Daily question: Determine whether a string is a valid parenthesis sequence

Problem-solving ideas:

1. Create an empty stack to assist in judging the validity of the parenthesis sequence.
2. Iterate over the given string, for each character:

• If the character is an opening parenthesis ( (, [, { ), push it onto the stack.
• If the character is a closing parenthesis ( ), ], }), then check if the stack is empty:
  • If the stack is empty, indicating that there are more closing parentheses than opening parentheses, and the sequence of parentheses is invalid, return False.
  • If the stack is not empty, pop the top element of the stack and check whether the popped left parenthesis matches the current closing parenthesis:
    • If there is no match, the parenthesis sequence is invalid and False is returned.
    • If it matches, move on to the next character.

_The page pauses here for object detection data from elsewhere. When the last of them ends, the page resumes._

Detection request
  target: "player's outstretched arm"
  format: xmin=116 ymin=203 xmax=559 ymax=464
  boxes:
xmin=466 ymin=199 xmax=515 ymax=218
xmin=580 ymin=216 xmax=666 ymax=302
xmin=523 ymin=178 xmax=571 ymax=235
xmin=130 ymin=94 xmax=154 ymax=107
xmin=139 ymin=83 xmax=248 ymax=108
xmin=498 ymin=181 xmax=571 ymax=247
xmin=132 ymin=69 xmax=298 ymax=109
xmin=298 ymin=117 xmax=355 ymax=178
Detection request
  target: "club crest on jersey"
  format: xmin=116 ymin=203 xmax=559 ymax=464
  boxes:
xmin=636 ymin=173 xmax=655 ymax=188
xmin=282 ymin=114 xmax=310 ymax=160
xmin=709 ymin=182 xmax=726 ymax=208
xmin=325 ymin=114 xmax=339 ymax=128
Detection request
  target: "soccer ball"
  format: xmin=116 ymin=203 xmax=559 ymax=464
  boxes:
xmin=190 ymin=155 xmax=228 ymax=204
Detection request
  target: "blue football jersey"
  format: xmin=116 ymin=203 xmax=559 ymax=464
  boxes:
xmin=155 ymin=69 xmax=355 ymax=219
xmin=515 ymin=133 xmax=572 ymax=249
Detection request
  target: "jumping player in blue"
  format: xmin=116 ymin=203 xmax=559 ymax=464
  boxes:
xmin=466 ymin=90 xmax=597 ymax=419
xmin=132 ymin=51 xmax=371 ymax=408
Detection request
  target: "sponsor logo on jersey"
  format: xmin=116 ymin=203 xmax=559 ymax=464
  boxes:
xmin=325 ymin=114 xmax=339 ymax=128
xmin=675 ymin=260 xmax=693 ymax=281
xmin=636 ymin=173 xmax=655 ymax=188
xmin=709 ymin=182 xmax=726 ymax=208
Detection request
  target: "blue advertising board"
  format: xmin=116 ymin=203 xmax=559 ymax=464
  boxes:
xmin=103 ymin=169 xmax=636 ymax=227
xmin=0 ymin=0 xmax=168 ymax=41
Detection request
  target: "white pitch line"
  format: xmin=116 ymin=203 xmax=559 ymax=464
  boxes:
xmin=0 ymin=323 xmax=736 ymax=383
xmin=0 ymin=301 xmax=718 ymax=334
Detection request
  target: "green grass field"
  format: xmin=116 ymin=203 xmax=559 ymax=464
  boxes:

3. After traversal, check whether the stack is empty:

• If the stack is empty, it means that all opening brackets have matching closing brackets, and the sequence of brackets is valid, return True.
• If the stack is not empty, indicating that there are more left parentheses than right parentheses, and the sequence of parentheses is invalid, return False.
  Code implementation and comments:

def is_valid_parentheses(s):
    # 创建一个空栈
    stack = []
    
    # 遍历字符串
    for char in s:
        if char in ['(', '[', '{']:
            # 左括号，压入栈
            stack.append(char)
        else:
            # 右括号，检查栈是否为空
            if not stack:
                # 栈为空，右括号多于左括号，无效
                return False
            
            # 弹出栈顶元素
            top = stack.pop()
            
            # 检查弹出的左括号与当前右括号是否匹配
            if (top == '(' and char != ')') or (top == '[' and char != ']') or (top == '{' and char != '}'):
                # 括号不匹配，无效
                return False
    
    # 检查栈是否为空
    return len(stack) == 0

# 测试
s = "()"
result = is_valid_parentheses(s)
print(result)  # 输出: True，因为括号序列有效

s = "()[]{}"
result = is_valid_parentheses(s)
print(result)  # 输出: True，因为括号序列有效

s = "(]"
result = is_valid_parentheses(s)
print(result)  # 输出: False，因为括号序列无效

s = "([)]"
result = is_valid_parentheses(s)
print(result)  # 输出: False，因为括号序列无效

The time complexity of this algorithm is O(n), where n is the length of the string. During the execution of the algorithm, we need to traverse the string once, and perform push and pop operations on the stack. Since each character is pushed and popped at most once, the total time complexity is linear.